What's unique about working artists among creative professionals is the way their education often leads to some acquaintance with the history of art. I don't know much about Shin Nagasawa's own background (a cursory search turns up some Pokemon cards, a dead website and a Pixiv account with some dubious illustrations of young girls), but I'm convinced the monster designs in this game were consciously influenced by the creatures in the work of Matthais Grunewald. There's a similar sense of texture and exaggerated motion, supported by a free sense of perspective and anatomy, that's so much like his work and so unlike the spritework in the prior game. It's distinct without being overstated, and I'd like to think Nagasawa chose it to support the northern-European feel of the game's setting, much as I'd like to think that somehow wasn't actually his Pixiv.

Where Etrian Odyssey was an effort to reduce the Wizardry-like to its essence and build a modern game around it, Heroes of Lagaard's got no such singularity of purpose. It's trying to balance familiarity and novelty well enough to make its place as a franchise on the Yoko Taro JRPG chart: to the former end there's frequent save points and limit breaks, and to the latter the cartography's more developed and the overworld enemies are turned from moderately challenging standard encounters to navigation puzzles. This is the version of Etrian which postdates the FOE flash animation.

At the same time, the game's substantially harder than the first. It's considerably more likely that a random encounter will kill a party member in the first round of combat, the two defense skills which trivialized Etrian Odyssey's middle strata are absent, and fewer classes are worth using. In conjunction with the two extra checkpoints each stratum, the game has an approach to difficulty comparable to a modern indie platformer: it sends the player back five minutes, time after time, until she gets it.
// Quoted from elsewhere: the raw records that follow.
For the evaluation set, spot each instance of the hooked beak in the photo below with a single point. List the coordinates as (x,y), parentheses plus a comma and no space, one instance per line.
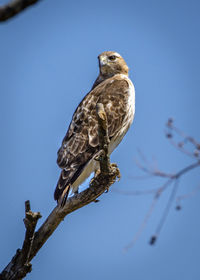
(102,61)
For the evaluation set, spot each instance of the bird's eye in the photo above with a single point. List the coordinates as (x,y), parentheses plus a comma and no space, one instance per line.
(112,57)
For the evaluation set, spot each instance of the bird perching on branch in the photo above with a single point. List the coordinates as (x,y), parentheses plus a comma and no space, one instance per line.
(80,146)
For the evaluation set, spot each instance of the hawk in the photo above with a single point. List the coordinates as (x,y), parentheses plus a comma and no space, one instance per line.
(80,146)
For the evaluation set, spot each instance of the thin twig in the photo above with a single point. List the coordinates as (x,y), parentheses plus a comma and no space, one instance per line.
(35,240)
(14,7)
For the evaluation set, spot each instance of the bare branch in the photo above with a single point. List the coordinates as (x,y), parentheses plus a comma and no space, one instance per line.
(19,265)
(34,241)
(14,7)
(171,179)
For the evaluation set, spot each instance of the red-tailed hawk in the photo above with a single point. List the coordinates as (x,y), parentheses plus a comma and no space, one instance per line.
(80,145)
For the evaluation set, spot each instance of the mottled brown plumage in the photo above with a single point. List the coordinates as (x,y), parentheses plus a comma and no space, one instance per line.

There's something lost in the move from an externally-referential piece to a self-referential one, a game trying to perfect an Etrian formula, but it's enormously fun. The world art in Heroes of Lagaard is more varied and interesting, the music's better, the town NPC's are well-developed and endearing. There's no rubbing yourself against a wall until you find the hidden path to progress, and the auto-battle Earthbounds you through old areas. I was fully prepared to admit that the franchised version of Etrian was the superior one until the fifth stratum, which is impossibly lame in terms of visual and level design as well as narrative content. Overlord fucking sucks and I'm glad I cheesed him with Dominate.

The faster pace of the game and the volume of dialogue does, I think, dislodge the sense of fondness for one's party that Etrian Odyssey built up. More content-per-hour means less time to get bored and consider how the landsknecht feels about medieval social class.